According to the Center for Global Development, the U.S. spends 6.6 billion kilowatt-hours on lighting up their trees and homes during the holidays. This kind of power is enough to make 14 million household refrigerators run at the same time. It is also more electricity than what El Salvador, a Central American country with 6.3 million people, spends in an entire year.

How much power do Christmas lights consume?

In terms of money, that’s roughly $3.78 billion spent per day or $170 billion over the span of 45 days. There is nothing wrong with decking out your home in colorful and bright lights, as long as you know which kinds to use.

With American homes spending 43 kilowatts of power in an hour for Christmas lights, many do not realize that their holiday power consumption ends up to more than what they spend the entire year. Just one strand with 100 mini lights can set you back 45 watts of power.

Imagine that each Christmas tree uses at least 10 strands of these lights, not to mention the other strings of lights added to the garden, the patio, or the outline of your house. Outdoor lights are another story. They consume about 500 watts of power for every strand containing 100 lights.

A house with two floors can use up 20 strands of outdoor lights, which easily equals 10,000 watts of electricity. It would have been cheaper to use an electric furnace to warm up a 1,500-sq ft home compared to all the power used for these lights.

Another big energy guzzler is the Christmas decor. During the holidays, homeowners bring out the Santas, reindeers, sleds, snowmen, and angels from the attic and make them the star of their front yard or lawn.

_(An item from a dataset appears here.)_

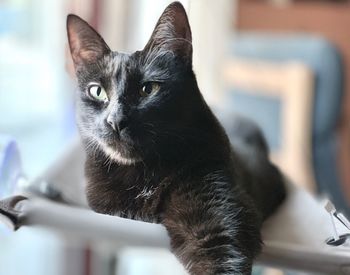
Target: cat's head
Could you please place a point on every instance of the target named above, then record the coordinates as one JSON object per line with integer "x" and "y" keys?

The blinking or dancing lights eat up 120 watts of energy. Icicle lights, on the other hand, consume 6,056 watts for every 95 lights. Most homes use this to line their gutters with at least three strands. The equivalent power consumed is what you would use to do 50 loads of laundry.

Switching to a more eco-friendly alternative

Switching to LED lights is a more affordable option. Not only do they consume less energy, but they also last a long time and do not need replacement. In states like Utah, homeowners hire Christmas light installation professionals to install LED lights, which can be used for the whole year.

These systems are integrated with the home WiFi or can be controlled via a smartphone. The quick access means the lights will only be on for a specific number of hours and not left on an entire night.

These near-invisible lights can hardly be seen during the day, which means you can keep it there all months of the year. You can use your energy-saving lights for parties, celebrations, and other gatherings while not worrying about how much electricity you are consuming while the lights are switched on. It is a good way to help spread holiday cheer without spending too much.